Dans l'ensemble, les pays en développement peuvent être fiers des sensibles progrès accomplis dans les domaines de l'espérance de vie, de la mortalité infantile et de la scolarisation. Quant à la FAO, elle peut s'enorgueillir des efforts qu'elle a déployés pour aider ces pays à améliorer leur secteur agricole et le bien-être de leurs populations rurales. La planète compte 1,5 milliard d'habitants de plus qu'au moment de mon entrée en fonctions, mais la communauté mondiale a montré qu'elle est à même de fournir suffisamment de vivres et de parer aux crises alimentaires provoquées par des catastrophes naturelles. Nous sommes parvenus à accroître considérablement les disponibilités vivrières par habitant dans le monde entier et bon nombre de pays du tiers monde satisfont aujourd'hui une partie importante des besoins alimentaires de leurs populations.
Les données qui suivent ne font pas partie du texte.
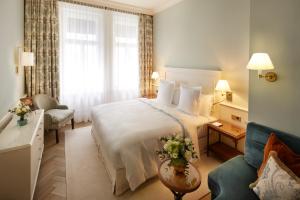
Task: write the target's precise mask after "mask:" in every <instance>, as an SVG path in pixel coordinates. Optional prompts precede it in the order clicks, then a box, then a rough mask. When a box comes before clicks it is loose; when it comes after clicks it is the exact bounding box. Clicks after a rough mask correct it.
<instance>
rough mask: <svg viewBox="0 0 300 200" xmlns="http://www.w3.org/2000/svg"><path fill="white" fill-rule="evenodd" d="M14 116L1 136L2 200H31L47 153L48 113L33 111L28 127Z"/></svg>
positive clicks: (4, 129) (0, 196)
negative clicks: (45, 142)
mask: <svg viewBox="0 0 300 200" xmlns="http://www.w3.org/2000/svg"><path fill="white" fill-rule="evenodd" d="M17 120H18V118H17V117H16V116H14V118H13V119H12V120H11V122H10V123H9V124H8V125H7V127H6V128H5V129H4V130H3V131H2V132H1V133H0V199H13V200H19V199H20V200H31V199H32V198H33V194H34V190H35V186H36V182H37V177H38V172H39V168H40V164H41V159H42V154H43V150H44V111H43V110H37V111H33V112H31V113H30V114H29V116H28V124H27V125H26V126H22V127H20V126H18V125H17Z"/></svg>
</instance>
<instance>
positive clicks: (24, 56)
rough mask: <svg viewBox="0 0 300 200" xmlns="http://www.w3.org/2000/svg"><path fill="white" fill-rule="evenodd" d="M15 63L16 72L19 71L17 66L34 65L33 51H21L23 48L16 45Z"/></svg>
mask: <svg viewBox="0 0 300 200" xmlns="http://www.w3.org/2000/svg"><path fill="white" fill-rule="evenodd" d="M16 63H17V64H16V74H18V73H19V68H20V67H21V66H24V67H30V66H34V53H32V52H23V48H22V47H18V49H17V59H16Z"/></svg>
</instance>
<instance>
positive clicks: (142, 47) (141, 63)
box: [139, 15, 153, 96]
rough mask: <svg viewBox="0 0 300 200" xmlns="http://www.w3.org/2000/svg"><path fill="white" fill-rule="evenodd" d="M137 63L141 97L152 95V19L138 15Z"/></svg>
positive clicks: (152, 37) (151, 18) (152, 64)
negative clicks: (139, 21) (137, 59)
mask: <svg viewBox="0 0 300 200" xmlns="http://www.w3.org/2000/svg"><path fill="white" fill-rule="evenodd" d="M139 43H140V45H139V54H140V56H139V62H140V93H141V96H147V95H151V94H153V88H152V80H151V74H152V72H153V66H152V65H153V63H152V57H153V55H152V54H153V17H152V16H149V15H140V23H139Z"/></svg>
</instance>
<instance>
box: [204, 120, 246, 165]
mask: <svg viewBox="0 0 300 200" xmlns="http://www.w3.org/2000/svg"><path fill="white" fill-rule="evenodd" d="M218 122H220V123H222V126H220V127H218V126H215V125H214V124H213V123H209V124H208V126H207V132H208V133H207V156H209V151H212V152H214V153H215V154H216V155H217V156H219V157H220V158H221V159H223V160H229V159H230V158H233V157H235V156H237V155H241V154H243V153H242V152H240V151H238V149H237V144H238V141H239V140H241V139H243V138H244V137H245V135H246V130H245V129H244V128H240V127H238V126H235V125H233V124H230V123H228V122H225V121H221V120H219V121H218ZM211 131H215V132H217V133H218V136H219V140H218V142H216V143H213V144H210V140H209V136H210V133H211ZM221 136H224V137H227V138H230V139H231V140H232V141H233V142H234V144H235V147H234V148H232V147H230V146H228V145H226V144H224V143H222V142H221Z"/></svg>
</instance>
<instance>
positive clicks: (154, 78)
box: [151, 72, 159, 80]
mask: <svg viewBox="0 0 300 200" xmlns="http://www.w3.org/2000/svg"><path fill="white" fill-rule="evenodd" d="M151 79H153V80H157V79H159V73H158V72H153V73H152V75H151Z"/></svg>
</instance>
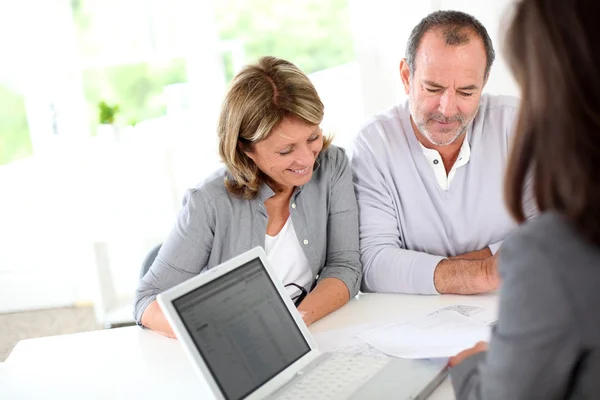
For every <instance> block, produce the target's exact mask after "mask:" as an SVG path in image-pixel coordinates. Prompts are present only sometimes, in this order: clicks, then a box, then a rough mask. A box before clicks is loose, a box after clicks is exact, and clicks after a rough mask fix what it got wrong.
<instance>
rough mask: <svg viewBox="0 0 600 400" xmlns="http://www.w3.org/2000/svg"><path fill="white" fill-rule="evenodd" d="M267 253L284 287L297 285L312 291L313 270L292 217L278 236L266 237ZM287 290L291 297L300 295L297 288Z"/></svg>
mask: <svg viewBox="0 0 600 400" xmlns="http://www.w3.org/2000/svg"><path fill="white" fill-rule="evenodd" d="M265 252H266V253H267V258H268V259H269V262H270V263H271V266H272V267H273V269H274V270H275V274H276V275H277V277H278V278H279V280H280V281H281V282H283V284H284V285H288V284H290V283H295V284H296V285H298V286H302V287H304V288H305V289H306V290H310V284H311V282H312V278H313V274H312V270H311V268H310V265H309V263H308V259H307V258H306V256H305V255H304V251H303V250H302V248H301V247H300V243H298V237H297V236H296V231H295V230H294V223H293V222H292V218H291V217H288V220H287V221H286V223H285V225H284V226H283V228H281V231H279V233H278V234H277V235H276V236H269V235H265ZM286 289H287V291H288V294H289V295H290V296H297V295H299V292H300V290H298V288H296V287H295V286H287V287H286Z"/></svg>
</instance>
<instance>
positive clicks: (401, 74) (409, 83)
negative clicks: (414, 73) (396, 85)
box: [400, 58, 410, 94]
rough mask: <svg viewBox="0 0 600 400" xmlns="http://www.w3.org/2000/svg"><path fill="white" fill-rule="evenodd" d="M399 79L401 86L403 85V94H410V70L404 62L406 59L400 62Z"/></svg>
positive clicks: (406, 64) (403, 58) (405, 62)
mask: <svg viewBox="0 0 600 400" xmlns="http://www.w3.org/2000/svg"><path fill="white" fill-rule="evenodd" d="M400 79H402V85H404V92H405V93H406V94H409V93H410V68H409V67H408V63H407V62H406V58H403V59H402V61H400Z"/></svg>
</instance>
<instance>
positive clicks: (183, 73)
mask: <svg viewBox="0 0 600 400" xmlns="http://www.w3.org/2000/svg"><path fill="white" fill-rule="evenodd" d="M348 1H349V0H286V1H276V0H218V1H217V0H214V1H213V4H214V10H215V20H216V26H217V30H218V32H219V38H220V39H221V40H228V39H240V40H242V41H243V43H244V51H245V54H246V62H253V61H255V60H257V59H258V58H259V57H261V56H263V55H272V56H276V57H281V58H284V59H287V60H289V61H291V62H293V63H295V64H296V65H298V66H299V67H300V68H301V69H302V70H303V71H304V72H306V73H311V72H315V71H319V70H322V69H326V68H330V67H334V66H337V65H341V64H344V63H347V62H350V61H352V60H353V59H354V48H353V44H352V33H351V26H350V15H349V13H350V11H349V7H348ZM71 3H72V9H73V17H74V20H75V24H76V27H77V28H76V29H77V32H78V35H86V34H90V32H91V31H90V26H92V20H93V15H90V14H89V13H88V12H87V10H88V9H87V8H86V0H72V1H71ZM224 64H225V67H226V80H227V81H229V80H231V78H232V77H233V69H232V66H231V60H230V56H229V55H228V54H225V55H224ZM82 78H83V86H84V92H85V98H86V101H87V104H88V115H89V118H90V127H91V129H92V131H94V130H95V127H96V125H97V123H98V103H99V102H100V101H106V102H108V103H109V104H119V106H120V111H119V118H122V120H123V121H128V122H130V123H131V122H132V121H143V120H145V119H149V118H154V117H157V116H161V115H164V114H165V112H166V105H165V104H164V99H163V96H162V93H163V87H164V86H165V85H169V84H173V83H178V82H185V81H186V80H187V74H186V65H185V60H183V59H176V60H169V61H167V62H164V63H157V62H154V61H153V62H152V63H151V64H149V63H138V64H130V65H122V66H112V67H105V68H97V69H90V70H86V71H83V75H82ZM0 104H1V105H2V107H0V165H1V164H5V163H7V162H10V161H11V160H15V159H18V158H20V157H24V156H27V155H30V154H31V151H32V150H31V141H30V138H29V132H28V128H27V118H26V114H25V108H24V103H23V99H22V97H19V96H18V95H15V94H14V93H11V92H10V91H9V90H7V89H6V88H3V87H0Z"/></svg>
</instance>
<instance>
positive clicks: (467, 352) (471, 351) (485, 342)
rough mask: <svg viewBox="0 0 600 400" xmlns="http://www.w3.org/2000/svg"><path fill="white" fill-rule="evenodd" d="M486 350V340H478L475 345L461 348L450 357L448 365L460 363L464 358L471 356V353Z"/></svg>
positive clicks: (450, 366)
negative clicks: (468, 347) (450, 357)
mask: <svg viewBox="0 0 600 400" xmlns="http://www.w3.org/2000/svg"><path fill="white" fill-rule="evenodd" d="M486 350H487V342H478V343H477V344H476V345H475V346H473V347H471V348H470V349H467V350H463V351H461V352H460V353H458V354H457V355H455V356H454V357H451V358H450V360H449V361H448V366H450V367H455V366H457V365H458V364H460V363H461V362H463V361H464V360H465V359H467V358H469V357H471V356H472V355H475V354H477V353H481V352H482V351H486Z"/></svg>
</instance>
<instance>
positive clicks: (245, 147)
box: [238, 140, 254, 161]
mask: <svg viewBox="0 0 600 400" xmlns="http://www.w3.org/2000/svg"><path fill="white" fill-rule="evenodd" d="M238 149H239V150H240V151H241V152H242V153H244V154H245V155H246V156H248V157H249V158H250V159H251V160H252V161H254V152H253V151H252V146H251V145H247V144H246V143H244V142H242V141H241V140H238Z"/></svg>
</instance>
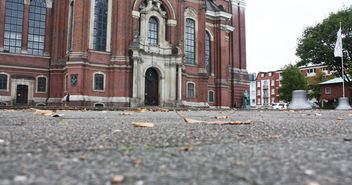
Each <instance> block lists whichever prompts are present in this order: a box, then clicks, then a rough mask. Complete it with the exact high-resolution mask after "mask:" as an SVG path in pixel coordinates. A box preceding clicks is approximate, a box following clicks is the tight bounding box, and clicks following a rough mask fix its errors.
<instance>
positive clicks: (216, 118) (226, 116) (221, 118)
mask: <svg viewBox="0 0 352 185" xmlns="http://www.w3.org/2000/svg"><path fill="white" fill-rule="evenodd" d="M212 118H215V119H229V115H226V116H213V117H212Z"/></svg>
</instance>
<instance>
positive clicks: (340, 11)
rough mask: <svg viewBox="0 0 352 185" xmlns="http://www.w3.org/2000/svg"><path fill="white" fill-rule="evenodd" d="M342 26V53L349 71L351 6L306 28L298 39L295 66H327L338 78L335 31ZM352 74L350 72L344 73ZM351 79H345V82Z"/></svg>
mask: <svg viewBox="0 0 352 185" xmlns="http://www.w3.org/2000/svg"><path fill="white" fill-rule="evenodd" d="M340 22H341V24H342V34H343V35H344V38H343V39H342V42H343V53H344V61H345V62H344V64H345V68H346V69H351V67H352V66H351V65H352V62H351V60H352V59H351V56H352V6H351V7H350V8H345V9H343V10H340V11H339V12H337V13H332V14H330V16H329V17H328V18H326V19H324V20H323V21H322V22H321V23H318V24H317V25H315V26H312V27H308V28H306V29H305V30H304V32H303V35H302V36H301V38H299V41H298V47H297V50H296V55H297V56H298V57H299V58H300V61H299V62H298V63H297V66H304V65H309V64H322V65H327V66H328V67H329V68H330V70H332V71H336V72H337V74H336V75H338V76H341V74H342V70H341V69H342V67H341V58H337V57H334V48H335V43H336V39H337V31H338V30H339V28H340ZM346 73H349V74H352V70H347V72H346V71H345V75H346ZM350 80H351V79H349V78H345V81H346V82H348V83H349V82H350Z"/></svg>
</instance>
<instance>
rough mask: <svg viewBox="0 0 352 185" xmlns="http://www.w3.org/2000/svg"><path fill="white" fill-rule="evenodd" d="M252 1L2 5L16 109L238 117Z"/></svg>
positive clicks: (2, 64) (242, 83)
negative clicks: (71, 110)
mask: <svg viewBox="0 0 352 185" xmlns="http://www.w3.org/2000/svg"><path fill="white" fill-rule="evenodd" d="M245 90H247V91H249V81H248V73H247V70H246V41H245V0H184V1H179V0H0V94H1V96H2V100H3V101H4V102H5V103H6V104H7V105H18V104H20V105H21V104H24V105H40V104H42V105H59V106H60V105H62V102H63V101H64V99H65V95H66V94H68V93H69V94H70V104H71V105H72V106H106V107H118V106H123V107H128V106H130V107H138V106H199V107H209V106H210V107H233V106H234V105H235V104H242V96H243V92H244V91H245Z"/></svg>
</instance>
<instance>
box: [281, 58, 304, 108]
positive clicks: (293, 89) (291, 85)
mask: <svg viewBox="0 0 352 185" xmlns="http://www.w3.org/2000/svg"><path fill="white" fill-rule="evenodd" d="M281 76H282V80H281V82H280V83H281V87H280V88H279V94H280V96H279V100H282V101H285V102H290V101H291V99H292V91H294V90H306V89H307V81H306V78H305V76H304V75H303V73H302V72H301V71H300V69H299V68H298V67H296V66H294V65H291V64H290V65H287V66H285V69H284V71H283V72H282V73H281Z"/></svg>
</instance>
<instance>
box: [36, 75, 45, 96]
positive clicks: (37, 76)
mask: <svg viewBox="0 0 352 185" xmlns="http://www.w3.org/2000/svg"><path fill="white" fill-rule="evenodd" d="M39 78H45V90H44V91H39ZM47 92H48V77H47V76H45V75H39V76H37V77H36V93H47Z"/></svg>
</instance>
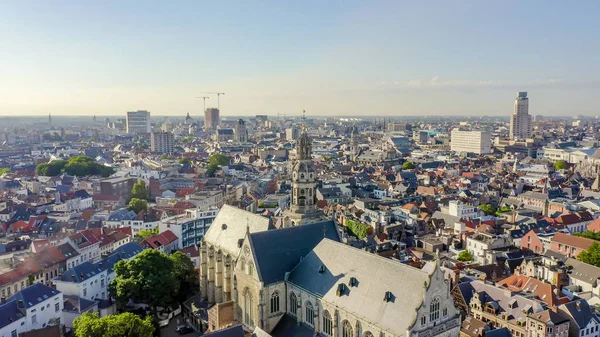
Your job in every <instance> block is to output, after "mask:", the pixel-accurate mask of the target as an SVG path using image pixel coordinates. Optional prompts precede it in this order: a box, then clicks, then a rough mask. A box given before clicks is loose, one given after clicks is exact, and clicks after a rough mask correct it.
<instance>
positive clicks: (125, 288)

On produit actuellement plus de céréales qu'en 1975, et sur des superficies moindres, de sorte que les rendements du riz et du blé ont augmenté de près de 50 pour cent, ceux de maïs de plus de 35 pour cent et ceux des légumineuses de 30 pour cent. On a enregistré des progressions comparables dans les secteurs de l'élevage, des forêts et des pêches. Ainsi, l'aquaculture, qui n'en était qu'à ses débuts il y a 20 ans, fournit désormais de la nourriture, des emplois et des revenus à des millions de personnes.

Ces réalisations capitales montrent que la production vivrière mondiale a progressé plus vite que la population, l'apport calorique par habitant ayant augmenté d'environ 10 pour cent depuis le milieu des années 70.

Ce monde en mutation nous réserve toujours des surprises, bonnes ou mauvaises. Et s'il est vrai que nous ne pouvons maîtriser totalement les événements, je reste convaincu que nous pouvons au moins les infléchir. De fait, dans certains cas, notre intervention peut faire toute la différence entre la vie et la mort, entre le bien-être et le dénuement, et entre le progrès et les privations de millions de personnes. Cela est vrai pour l'Afrique, mais aussi pour des pays en développement d'autres régions du monde.

Le grand problème qui se pose aujourd'hui est sans doute celui de la rareté des ressources financières disponibles pour alimenter le processus du développement et, par là même, de la nécessité de mobiliser l'engagement politique propre à accroître et distribuer ces ressources en vue du bien-être des plus défavorisés. L'écart dont on a tant parlé entre pauvres et riches continue à se creuser dans presque tous les pays du monde - situation qui ne peut être qu'explosive.

Il n'y a pas si longtemps, on espérait qu'une part importante des «dividendes de la paix» irait au développement. Au lieu de cela, ils ont été absorbés, notamment, par la pacification, le maintien de la paix, les secours d'urgence, l'unification, les programmes nationaux, les rééquilibrages budgétaires. Le principal moyen de rendre ces financements moins nécessaires et d'éviter une accélération des violences et de l'effritement sociaux consiste à accélérer le processus de développement et, dans les pays pauvres, à parvenir à une agriculture et à un développement rural durables.

Je forme le vœu que la communauté internationale reconnaisse dans le développement équitable et durable l'unique moyen d'arrêter l'hémorragie de ressources que représentent les opérations de pacification, de maintien de la paix et de secours. Puisse-t-elle alors tout mettre en œuvre pour relever ce défi.